Blass, 50, could match those numbers again this year, though he said he’s a little off his best ticket-writing pace. His personal campaign against distracted driving comes as Massachusetts’ governor signaled this week that he would sign a hands-free law that would ban drivers from holding their phones while driving.
What Blass sees in the newly incorporated and relatively small city of Framingham (pop. 68,318) is something drivers can see everywhere these days — at least when they lift their eyes from their mobile phones.
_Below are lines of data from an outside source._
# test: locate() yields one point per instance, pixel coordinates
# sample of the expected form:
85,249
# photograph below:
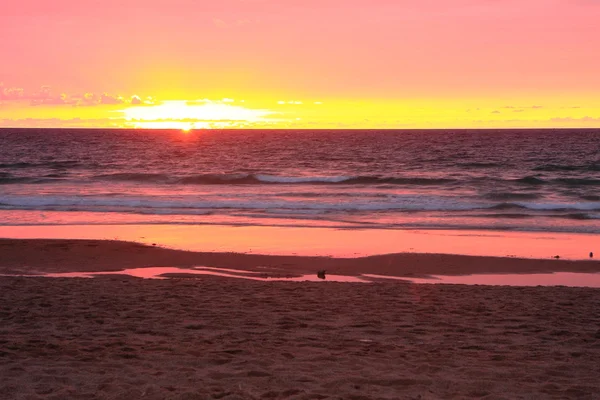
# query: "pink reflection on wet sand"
573,279
543,279
159,272
325,241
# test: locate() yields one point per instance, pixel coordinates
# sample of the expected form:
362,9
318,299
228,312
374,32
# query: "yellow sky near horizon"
300,63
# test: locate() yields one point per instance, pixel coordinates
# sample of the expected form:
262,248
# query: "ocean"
515,180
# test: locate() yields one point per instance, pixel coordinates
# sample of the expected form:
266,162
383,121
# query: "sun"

Blass has seen drivers in moving vehicles watching YouTube videos. He’s seen them watching Netflix shows. He’s seen them spooning breakfast cereal from the bowls nestled in their laps while using their knees to steer. He’s seen them shaving and applying makeup in the rearview mirror. He’s seen them reading books propped on steering wheels. He used to see them reading newspapers that way, too, but not so much anymore — there’s an app for that nowadays.
“I’ve had people placing their coffee orders at Starbucks with that app where you can place your order so they can have your coffee ready for you when you get there,” Blass said. “People are just paying less attention to driving and more attention to their personal business.”
The all-time worst, Blass said, was the time he cited a driver who was juggling three devices: He was talking on a mobile phone next to his ear, texting on another mobile phone, and using a computer opened on his lap.
“That was the trifecta that time, that guy,” Blass said in an interview this week. “He earned the fine for that.”
What he mostly sees is more ordinary, and just as risky, forms of acrobatics: drivers’ thumbs flying with texts and emails in moving vehicles. And then lying about it.
No one wants to admit to texting and driving when police pull them over — which, Blass says, may be why highway safety researchers say it’s tricky proving a link between the recent upswing in traffic fatalities and drivers’ widespread use of smartphones. The data are just not there, and even in crashes, it can be difficult to prove a motorist was using his device while driving.
“Simply put, people lie. [If] they’re going to get in an accident, they’re not going to tell you they had their phone out. They’re just going to say, ‘I looked down for a minute,’ ” Blass said. He said drivers will admit to speeding before they’ll confess to texting and driving. “You see everybody doing it. And every car I stop, at least 99 percent say, ‘No officer, I wasn’t texting.’ ”
With a motorcycle, he’s often able to sneak up on drivers more easily than he could with a marked cruiser, and the added height of the bike allows him a good view inside. When he sees drivers texting or using their smartphones and the drivers lie about it, he’ll ask them to show him the last screen on their phones before the traffic stop. He’ll even tell them they don’t have to comply. But most will then back down, admitting they had been on the phone, without having to unlock it. Most of the time, they’ll also get off with nothing more than a warning, which Blass believes can often be enough to bring about compliance. For many drivers, checking the phone — even in a moving vehicle — has just become a bad habit, and a traffic stop can help break it.
“A lot of people don’t even realize they’re looking at their phones because it’s such a routine thing,” Blass said.
Under current Massachusetts law, drivers can initiate or receive a telephone call, Blass said. But if you get caught texting or emailing or doing something else that distracts you from driving, you can receive a citation with a $105 fine. It doesn’t carry points on one’s insurance. But Blass said it probably should: Higher fines and insurance surcharges might lead more motorists to challenge their tickets in court, but it also might cut down on distracted driving, he said.
“Being on the street so much, you see these drivers, and how a huge percentage of the operators are definitely doing something,” he said.